Itsy looked around the vast jungle surrounding them. “So, what do you do out here all together?”

“I tell them stories,” said the Sha Mom.  “Then I tell them stories about the stories.  That takes up most of our time when I’m not foraging and they’re not feeding.  I just finished telling the story about the lizard that hatched from an egg and was all alone in the wide, dangerous world.  I was about to start the story of the mouse that led the mice against the cat. Sometimes I tell them stories that sound true, and sometimes taller tales that don’t sound true but are good to tell anyways.  Sometimes fakelore makes the best folklore.”

“I don’t really have time for stories, fake or otherwise,” said Itsy.  “I’ve heard that there’s an itch in the area, and I might need to deal with apes.”

“An itch and apes somewhere?  That could be a good story!” said the Sha Mom.  “It seems like you have to deal with apes everywhere you go, right?  I’ll have to add your story to the oral tradition if you meet a decent ending.  I haven’t had to deal with a serious itch for a bit now myself.  I wouldn’t know where to find one, but I’ve heard someone is doing something and going somewhere over there,” she said and pointed past Itsy into the jungle.  “A hearing isn’t as good as a seeing though, you know?  I prefer to see things… all kinds of things. I have visions, prophecies, ideas, and theories.  Most of the time, I see the ways that things work or don’t between things.”

“I’m typically between things myself, on my web,” said Itsy.  “That’s where I’m most comfortable.”

“Sometimes, between things is fine.  Other times, it is not,” said the Sha Mom, shaking her head slowly and sadly.  “You really have to wait and see.

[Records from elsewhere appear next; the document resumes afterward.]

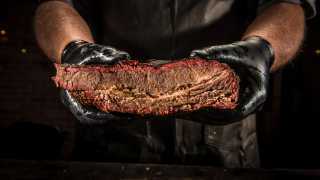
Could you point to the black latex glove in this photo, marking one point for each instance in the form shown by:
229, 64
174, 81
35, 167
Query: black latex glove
84, 53
251, 59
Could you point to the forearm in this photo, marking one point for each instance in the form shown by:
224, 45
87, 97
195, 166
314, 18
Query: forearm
57, 24
283, 26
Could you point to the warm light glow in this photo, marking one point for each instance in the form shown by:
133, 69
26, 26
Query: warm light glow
23, 50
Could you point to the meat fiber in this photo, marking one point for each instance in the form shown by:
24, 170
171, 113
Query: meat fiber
139, 88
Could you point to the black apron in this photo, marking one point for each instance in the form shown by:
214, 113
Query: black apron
168, 29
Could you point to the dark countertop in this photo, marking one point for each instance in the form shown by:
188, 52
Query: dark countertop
31, 169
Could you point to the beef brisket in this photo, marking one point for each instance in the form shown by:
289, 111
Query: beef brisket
140, 88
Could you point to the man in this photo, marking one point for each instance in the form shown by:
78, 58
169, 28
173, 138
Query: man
254, 37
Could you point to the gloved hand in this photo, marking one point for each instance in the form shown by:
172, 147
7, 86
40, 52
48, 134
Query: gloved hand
251, 59
84, 53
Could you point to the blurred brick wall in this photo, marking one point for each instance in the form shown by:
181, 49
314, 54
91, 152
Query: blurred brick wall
26, 90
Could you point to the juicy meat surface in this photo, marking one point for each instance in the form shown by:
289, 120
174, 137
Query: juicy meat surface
139, 88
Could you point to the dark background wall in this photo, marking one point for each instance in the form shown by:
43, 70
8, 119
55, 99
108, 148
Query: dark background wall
31, 113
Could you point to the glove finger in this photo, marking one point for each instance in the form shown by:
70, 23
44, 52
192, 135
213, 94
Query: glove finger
256, 95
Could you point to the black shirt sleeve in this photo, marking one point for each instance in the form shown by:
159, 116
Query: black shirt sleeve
309, 6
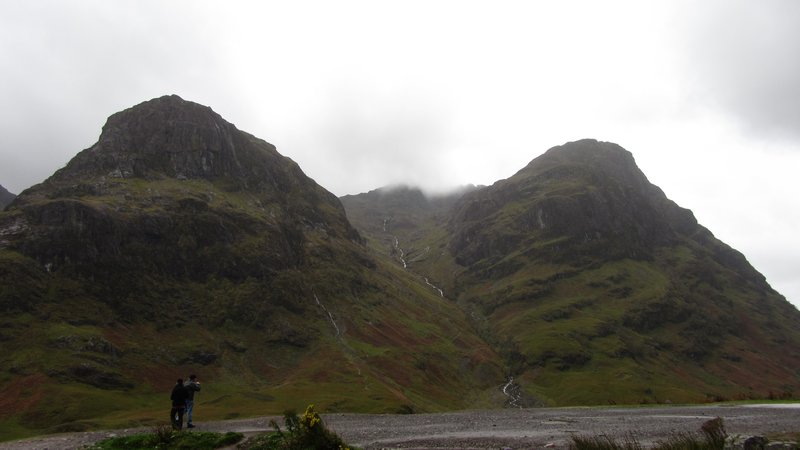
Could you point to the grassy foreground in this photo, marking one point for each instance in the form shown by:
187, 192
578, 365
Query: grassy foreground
301, 432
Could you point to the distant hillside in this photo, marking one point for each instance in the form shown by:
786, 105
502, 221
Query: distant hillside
5, 197
177, 244
596, 287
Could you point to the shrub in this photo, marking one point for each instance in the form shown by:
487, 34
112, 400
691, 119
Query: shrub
306, 432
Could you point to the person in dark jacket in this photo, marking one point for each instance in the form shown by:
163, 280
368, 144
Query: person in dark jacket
178, 397
191, 386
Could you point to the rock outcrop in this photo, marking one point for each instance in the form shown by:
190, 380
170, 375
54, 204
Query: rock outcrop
5, 197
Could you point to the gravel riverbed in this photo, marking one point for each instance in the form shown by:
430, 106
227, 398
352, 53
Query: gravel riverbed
498, 429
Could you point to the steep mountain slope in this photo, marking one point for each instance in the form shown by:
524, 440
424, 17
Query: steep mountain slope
178, 243
5, 197
598, 289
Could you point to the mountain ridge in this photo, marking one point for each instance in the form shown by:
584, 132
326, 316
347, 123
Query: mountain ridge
5, 197
577, 267
177, 244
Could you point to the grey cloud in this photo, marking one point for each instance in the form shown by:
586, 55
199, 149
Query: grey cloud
376, 142
744, 57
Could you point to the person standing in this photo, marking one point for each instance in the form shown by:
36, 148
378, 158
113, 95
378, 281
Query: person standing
192, 386
178, 397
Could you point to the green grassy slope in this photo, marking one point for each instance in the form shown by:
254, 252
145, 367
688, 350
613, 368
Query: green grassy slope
118, 277
597, 289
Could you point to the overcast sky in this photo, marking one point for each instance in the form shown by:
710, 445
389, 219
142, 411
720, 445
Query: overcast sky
706, 95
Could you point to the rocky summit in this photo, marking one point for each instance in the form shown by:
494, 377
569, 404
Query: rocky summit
593, 285
179, 244
5, 197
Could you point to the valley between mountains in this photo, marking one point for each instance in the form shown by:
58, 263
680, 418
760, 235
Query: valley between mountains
180, 244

It reminds me of a funny story about what seems like nothing turning out to be something, but that story reminds me of a sadder story about what seems like something turning out to be nothing.”  She squinted up at the sun, then shielded her eyes and checked the perimeter.

“So, you believe half of what you see,” asked Itsy, “but some, or even none, of what you hear?”

The Sha Mom looked Itsy in all her eyes, and said, “As long as my eggs hatch and my babies survive, I’ll believe in anything.  I’ll believe in anything or anybody I see, until I see otherwise. Understand, spider?”

“Completely understandable,” said Itsy.  “I think I’ll be on my way. Thanks for everything.”

“Everything?” said the Sha Mom with a duck-billed grin.  “You haven’t seen anything yet.  Not any of the things around here, anyways.”

Itsy waved goodbye to the Sha Mom and slid off into the jungle on her web in the direction she was given, having little else to go on.  Sometimes, Itsy figured, when we or others have little else to go on, it makes sense to divide things into different parts and sift between the pieces.